Hepimiz Göçmeniz platformundan DSİP’li yoldaşlarımız Gaziantep’in İslâhiye ilçesindeki çadır alanını ziyaret ettiler. Deprem felaketinin hala devam ettiğini; çadır, yemek, temiz su, elektrik temininde sorunlar olduğunu, çocukların bakımı ve depremin etkilerinden korunması konusunda yapılması gerekenler olduğunu belirttiler.
Arkadaşlarımızın izlenimleri şöyle:
Depremin 38. gününde İslahiye'de Atatürk Mahallesindeki çadırlardan birini ziyaret ettik. 10 - 15 çadırın bulunduğu alanda çoğunluk Suriyeli. Tuvalet, temiz su, sağlıklı gıda hâlâ en büyük sorun. Suyu, tamamen yıkılmış caminin ağır hasarlı ek binasından tedarik ediyorlar. Tuvalet gibi temel ihtiyaçlarını gidermek için başka çadır alanlarına gitmek zorunda kalıyorlar. İlkokul çağındaki çocuklar eğitim adı altında kurulan bir çadıra gidip geliyorlar. Öğretmenin olmadığı çadırda oyun oynayan çocukların hali içler acısı.
Suriyelileri hem deprem hem ayrımcılık eziyor
Birkaç gün önce faaliyete giren konteyner kente e-Devlet üzerinden başvurduklarını söyleyen Suriyeli aileler kendilerine henüz yanıt verilmediğini söylediler. Beraber başvuru yaptıkları bazı Türkiyeli ailelerin kabul edildiğini söyleyen depremzedeler, bildikleri kadarıyla hiçbir Suriyeli ailenin konteyner kentte kabul edilmediğini belirttiler. Çadır alanındaki Türkiyelilerle sorun yaşamadıklarını belirten Suriyeliler çadır tedarikinde ayrımcılığa uğradıklarını ifade ettiler. Bugün kullandıkları çadır, AFAD'dan daha iyi bir çadır alabilen Türkiyeli bir aile tarafından verilmiş. Diğer bir Suriyelinin kaldığı çadır da Kızılay görevlilerinin kullandığı ve ayrılırken bıraktıkları çadır.
Sorunlardan biri de enkaz kaldırılırken molozlardan dağılan asbest gibi tehlikeli maddeler içeren tozlar. Çocuklar özellikle tehlike altında.
Suriyelilerin yoğun yaşadığı bir ilçe olan İslahiye'de pek çok yıkık bina var. 38 gün sonra hâlâ Suriyeliler en temel ihtiyaçlarını bile karşılayamıyorlar.
Acil talepler
-Dayanıklı çadır
AFAD çadırları gördüğümüz kadarıyla uygun ama yeterince yok.

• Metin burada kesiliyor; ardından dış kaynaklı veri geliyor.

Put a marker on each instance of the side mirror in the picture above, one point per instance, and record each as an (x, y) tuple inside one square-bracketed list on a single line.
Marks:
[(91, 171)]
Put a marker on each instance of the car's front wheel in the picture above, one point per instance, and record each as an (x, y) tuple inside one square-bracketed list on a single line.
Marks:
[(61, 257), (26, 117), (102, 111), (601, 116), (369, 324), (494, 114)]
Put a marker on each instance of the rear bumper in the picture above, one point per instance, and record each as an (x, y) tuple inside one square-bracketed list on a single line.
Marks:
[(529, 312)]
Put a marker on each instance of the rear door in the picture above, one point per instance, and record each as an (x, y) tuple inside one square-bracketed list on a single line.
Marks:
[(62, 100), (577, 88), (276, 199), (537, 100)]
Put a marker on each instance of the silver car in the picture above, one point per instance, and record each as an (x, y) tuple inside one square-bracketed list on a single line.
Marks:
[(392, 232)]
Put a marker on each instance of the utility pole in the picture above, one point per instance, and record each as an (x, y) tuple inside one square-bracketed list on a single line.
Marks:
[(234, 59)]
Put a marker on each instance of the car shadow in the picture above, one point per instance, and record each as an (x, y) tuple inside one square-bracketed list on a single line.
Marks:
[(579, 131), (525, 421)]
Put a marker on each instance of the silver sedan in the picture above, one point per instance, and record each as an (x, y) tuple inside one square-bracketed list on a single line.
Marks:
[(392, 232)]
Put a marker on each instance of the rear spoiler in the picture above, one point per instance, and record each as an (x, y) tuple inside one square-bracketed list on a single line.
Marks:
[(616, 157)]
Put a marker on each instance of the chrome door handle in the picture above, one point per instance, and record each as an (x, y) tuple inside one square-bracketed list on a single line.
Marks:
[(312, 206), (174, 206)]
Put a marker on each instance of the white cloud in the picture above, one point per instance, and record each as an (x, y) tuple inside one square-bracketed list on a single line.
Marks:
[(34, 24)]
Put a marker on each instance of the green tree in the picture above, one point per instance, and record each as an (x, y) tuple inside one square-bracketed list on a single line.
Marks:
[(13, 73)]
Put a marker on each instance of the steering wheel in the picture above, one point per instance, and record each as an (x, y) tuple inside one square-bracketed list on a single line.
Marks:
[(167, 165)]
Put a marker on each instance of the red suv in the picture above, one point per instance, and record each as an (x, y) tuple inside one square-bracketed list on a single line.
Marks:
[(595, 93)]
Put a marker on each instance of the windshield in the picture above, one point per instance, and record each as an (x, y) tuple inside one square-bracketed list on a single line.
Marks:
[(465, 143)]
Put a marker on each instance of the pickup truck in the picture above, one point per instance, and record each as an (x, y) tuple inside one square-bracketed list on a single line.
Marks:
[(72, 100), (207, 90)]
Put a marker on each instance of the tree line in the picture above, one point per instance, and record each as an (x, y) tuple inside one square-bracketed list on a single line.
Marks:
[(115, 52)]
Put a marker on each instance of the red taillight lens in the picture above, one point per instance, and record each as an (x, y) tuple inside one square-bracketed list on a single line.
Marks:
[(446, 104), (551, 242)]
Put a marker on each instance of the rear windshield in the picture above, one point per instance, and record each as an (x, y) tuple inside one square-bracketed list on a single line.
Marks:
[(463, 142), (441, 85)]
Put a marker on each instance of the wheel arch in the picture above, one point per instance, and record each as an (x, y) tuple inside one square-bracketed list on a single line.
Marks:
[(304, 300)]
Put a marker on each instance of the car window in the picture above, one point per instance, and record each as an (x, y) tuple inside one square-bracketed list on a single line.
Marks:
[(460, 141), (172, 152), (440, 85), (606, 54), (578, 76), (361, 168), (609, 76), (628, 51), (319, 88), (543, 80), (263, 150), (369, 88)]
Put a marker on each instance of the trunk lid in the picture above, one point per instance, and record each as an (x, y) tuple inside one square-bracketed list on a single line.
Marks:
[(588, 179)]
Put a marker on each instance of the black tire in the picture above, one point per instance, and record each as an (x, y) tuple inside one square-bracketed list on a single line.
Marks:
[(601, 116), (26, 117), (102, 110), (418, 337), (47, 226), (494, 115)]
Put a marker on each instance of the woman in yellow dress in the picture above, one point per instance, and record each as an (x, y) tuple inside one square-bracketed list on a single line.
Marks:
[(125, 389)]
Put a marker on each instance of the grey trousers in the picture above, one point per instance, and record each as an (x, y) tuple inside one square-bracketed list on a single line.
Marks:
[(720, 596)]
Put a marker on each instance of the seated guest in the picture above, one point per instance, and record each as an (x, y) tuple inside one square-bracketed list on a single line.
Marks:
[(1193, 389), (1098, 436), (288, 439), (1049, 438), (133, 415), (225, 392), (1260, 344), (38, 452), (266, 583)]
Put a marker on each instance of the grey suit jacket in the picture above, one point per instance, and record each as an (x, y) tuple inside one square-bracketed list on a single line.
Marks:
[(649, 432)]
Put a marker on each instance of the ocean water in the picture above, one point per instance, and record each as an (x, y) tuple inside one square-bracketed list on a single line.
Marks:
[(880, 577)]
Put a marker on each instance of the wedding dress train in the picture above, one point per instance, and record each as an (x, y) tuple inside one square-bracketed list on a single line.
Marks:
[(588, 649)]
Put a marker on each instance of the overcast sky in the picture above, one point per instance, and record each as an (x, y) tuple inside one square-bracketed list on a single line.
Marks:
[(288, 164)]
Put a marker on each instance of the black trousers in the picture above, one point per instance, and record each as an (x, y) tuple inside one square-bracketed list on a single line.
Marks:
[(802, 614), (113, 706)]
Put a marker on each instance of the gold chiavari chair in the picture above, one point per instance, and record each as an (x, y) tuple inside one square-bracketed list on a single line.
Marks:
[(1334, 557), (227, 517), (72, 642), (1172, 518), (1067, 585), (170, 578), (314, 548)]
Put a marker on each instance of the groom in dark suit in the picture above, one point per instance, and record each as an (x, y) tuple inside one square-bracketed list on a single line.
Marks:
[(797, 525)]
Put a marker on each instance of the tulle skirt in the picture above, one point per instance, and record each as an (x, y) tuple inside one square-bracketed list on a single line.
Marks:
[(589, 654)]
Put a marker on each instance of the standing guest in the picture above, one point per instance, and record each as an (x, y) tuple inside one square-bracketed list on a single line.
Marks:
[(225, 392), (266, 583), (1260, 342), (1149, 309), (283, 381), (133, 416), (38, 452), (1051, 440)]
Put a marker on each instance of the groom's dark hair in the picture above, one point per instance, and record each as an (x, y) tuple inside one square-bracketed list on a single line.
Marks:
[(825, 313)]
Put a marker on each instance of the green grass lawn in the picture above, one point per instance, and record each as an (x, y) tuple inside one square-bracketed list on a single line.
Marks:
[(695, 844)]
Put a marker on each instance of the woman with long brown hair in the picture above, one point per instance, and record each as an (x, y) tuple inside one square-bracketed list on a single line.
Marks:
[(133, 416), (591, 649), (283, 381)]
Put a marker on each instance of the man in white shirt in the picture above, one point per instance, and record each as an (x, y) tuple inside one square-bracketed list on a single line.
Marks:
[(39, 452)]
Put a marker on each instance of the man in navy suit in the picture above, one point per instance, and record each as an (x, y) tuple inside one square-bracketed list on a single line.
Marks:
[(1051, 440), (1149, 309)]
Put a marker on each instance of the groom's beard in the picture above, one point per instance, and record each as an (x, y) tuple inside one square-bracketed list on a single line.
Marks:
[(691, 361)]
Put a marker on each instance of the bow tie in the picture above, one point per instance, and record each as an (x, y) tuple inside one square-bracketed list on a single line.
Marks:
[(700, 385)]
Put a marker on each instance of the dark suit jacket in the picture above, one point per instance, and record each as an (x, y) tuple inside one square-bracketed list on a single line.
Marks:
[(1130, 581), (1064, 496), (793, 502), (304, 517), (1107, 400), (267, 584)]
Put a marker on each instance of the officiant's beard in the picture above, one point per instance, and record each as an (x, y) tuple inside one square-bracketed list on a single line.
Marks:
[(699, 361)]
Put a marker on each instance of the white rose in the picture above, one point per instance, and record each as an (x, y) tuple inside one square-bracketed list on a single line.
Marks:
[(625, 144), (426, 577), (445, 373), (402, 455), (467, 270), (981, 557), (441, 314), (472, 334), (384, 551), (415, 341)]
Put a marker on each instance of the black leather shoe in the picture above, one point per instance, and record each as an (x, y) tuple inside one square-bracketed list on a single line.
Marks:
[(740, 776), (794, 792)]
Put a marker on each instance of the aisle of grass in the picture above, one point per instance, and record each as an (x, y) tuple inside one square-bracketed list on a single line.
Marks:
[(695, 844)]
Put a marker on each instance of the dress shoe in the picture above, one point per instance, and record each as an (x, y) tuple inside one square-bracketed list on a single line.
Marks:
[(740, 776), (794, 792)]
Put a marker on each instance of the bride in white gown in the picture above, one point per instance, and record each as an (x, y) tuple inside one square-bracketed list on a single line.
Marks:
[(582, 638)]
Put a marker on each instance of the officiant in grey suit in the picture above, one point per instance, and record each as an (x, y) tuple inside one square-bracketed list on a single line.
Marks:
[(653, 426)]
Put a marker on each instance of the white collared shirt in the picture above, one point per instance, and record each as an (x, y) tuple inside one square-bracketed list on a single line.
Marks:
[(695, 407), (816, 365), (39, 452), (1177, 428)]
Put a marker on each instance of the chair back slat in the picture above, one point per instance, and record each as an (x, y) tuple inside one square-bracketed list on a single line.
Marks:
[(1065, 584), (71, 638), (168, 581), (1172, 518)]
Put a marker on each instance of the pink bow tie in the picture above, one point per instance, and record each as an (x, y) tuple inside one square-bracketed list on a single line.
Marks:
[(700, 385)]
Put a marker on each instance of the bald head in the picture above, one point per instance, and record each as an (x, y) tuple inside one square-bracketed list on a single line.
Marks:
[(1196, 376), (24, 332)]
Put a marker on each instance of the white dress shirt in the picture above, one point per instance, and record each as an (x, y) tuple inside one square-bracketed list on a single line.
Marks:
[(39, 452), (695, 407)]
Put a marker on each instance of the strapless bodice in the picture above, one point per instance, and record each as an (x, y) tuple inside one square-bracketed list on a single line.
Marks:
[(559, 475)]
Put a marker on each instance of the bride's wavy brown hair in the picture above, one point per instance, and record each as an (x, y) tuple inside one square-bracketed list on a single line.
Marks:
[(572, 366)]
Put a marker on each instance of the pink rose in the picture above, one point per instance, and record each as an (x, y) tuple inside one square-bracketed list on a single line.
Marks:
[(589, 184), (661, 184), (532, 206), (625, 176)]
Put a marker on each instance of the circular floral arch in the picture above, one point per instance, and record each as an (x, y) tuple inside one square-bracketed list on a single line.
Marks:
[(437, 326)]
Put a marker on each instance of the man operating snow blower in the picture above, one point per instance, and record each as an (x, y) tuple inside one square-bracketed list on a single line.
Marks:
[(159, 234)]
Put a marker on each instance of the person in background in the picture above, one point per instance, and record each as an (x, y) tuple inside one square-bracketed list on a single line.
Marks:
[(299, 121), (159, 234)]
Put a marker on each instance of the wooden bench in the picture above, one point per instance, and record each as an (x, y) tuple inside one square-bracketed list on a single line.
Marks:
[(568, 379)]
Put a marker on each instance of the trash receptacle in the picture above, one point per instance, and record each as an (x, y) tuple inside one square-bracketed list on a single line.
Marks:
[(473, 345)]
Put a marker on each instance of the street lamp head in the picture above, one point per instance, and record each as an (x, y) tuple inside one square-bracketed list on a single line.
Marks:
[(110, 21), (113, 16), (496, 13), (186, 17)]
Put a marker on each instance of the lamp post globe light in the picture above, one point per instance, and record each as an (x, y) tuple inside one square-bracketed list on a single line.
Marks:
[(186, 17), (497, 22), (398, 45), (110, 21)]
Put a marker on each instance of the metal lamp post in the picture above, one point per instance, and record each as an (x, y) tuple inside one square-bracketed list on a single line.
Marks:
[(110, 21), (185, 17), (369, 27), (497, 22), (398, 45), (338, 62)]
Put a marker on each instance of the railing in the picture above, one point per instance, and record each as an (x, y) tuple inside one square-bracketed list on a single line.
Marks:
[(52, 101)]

-Düzenli ve doyurucu yemek
Yemek ya az ve tek çeşit ya da hazır ürünlerden oluşuyor. Dağıtım da dengesiz. Depremzedeler organizasyon zaafından dolayı birçok erzak maddesinin çöpe gittiğini ya da depoda çürüdüğünü söylüyor.
-Temiz su
Su hem kısıtlı hem temiz değil. Salgınların önünü açıyor.
-Seyyar tuvalet ve banyo
Bazı alanlarda tuvalet yok. Olanlardaysa az, yetersiz ve hijyen koşullarından mahrum. Temizlik ürünleri, çocuk bezi, hijyenik ped vb hâlâ acil ihtiyaç.
-Elektrik
Hayatlarını geçirdikleri çadırlarda elektrik yok. Telefon şarj etmek bile büyük bir konu. Yazın yaklaştığını hesaba katarsak serinlemek ve yiyecek saklamak sorun olacak.
-Çocuklar
Bebekler ve çocuklar depremin etkisini en çok yaşayanlar. Yaşadıkları korku ve kayıp her hallerine yansıyor. Ekmek ve su kadar acil bir sorun çocukların bakımı ve depremin etkilerinden korunması. Eğitimin derhal ve bilinçli biçimde sürdürülmesi gerekiyor.
Barınma, sağlık ve güvenlik haktır!
Adana'ya giderken Nurdağı'nda gördüğümüz konteyner kentlerin sayısının artması, benzer çözümlerin hızla hayata geçirilmesi ve temel ihtiyaçların giderilmesi şart.